Louis MacNeice, ‘Autumn Journal’ (1939)

The thirties is a statement as well as a decade. And it is one that is frequently heard today, because while those years are gradually slipping from our grasp, what they have come to represent is ever more present: confusion, financial crises, rising unemployment, scepticism about politicians, questions about the proper reach of Britain’s role in the world.

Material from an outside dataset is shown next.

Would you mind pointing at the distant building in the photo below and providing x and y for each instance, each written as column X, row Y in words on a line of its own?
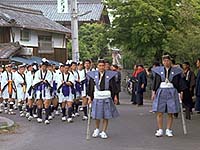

Famously, to W.H. Auden, sitting on a bar stool in ‘one of the dives on Fifty-Second Street’ in New York in September 1939, the thirties were a ‘low, dishonest decade’. Looking back later, others followed him, labelling it ‘the devil’s decade’, ‘a dark tunnel’, ‘the locust years’, a ‘morbid age’, a time tainted by the dolorous spectres of intractable unemployment, the Means Test and appeasement, that ended inexorably in the most terrible war the world has ever known. But others claimed that this was a partial picture. It ignored those areas of Britain largely unaffected by the ‘Great Depression’, where the symbols of prosperity were the growth of home ownership, new light industries, a consumer society — evidenced by rapidly multiplying acres of suburban semis, the hope of a Baby Austin in the garage, a branch of Woolworths in every town, roadhouses on every arterial road, lidos, cinemas, paid holidays, dance halls, greyhound racing, football pools, plate glass, the modernist and the ‘moderne’. In sum, J.B. Priestley’s new ‘third England’ to set alongside two old Englands — one ‘byways England’, slow, rural and benign, the other harsh, ugly and industrial.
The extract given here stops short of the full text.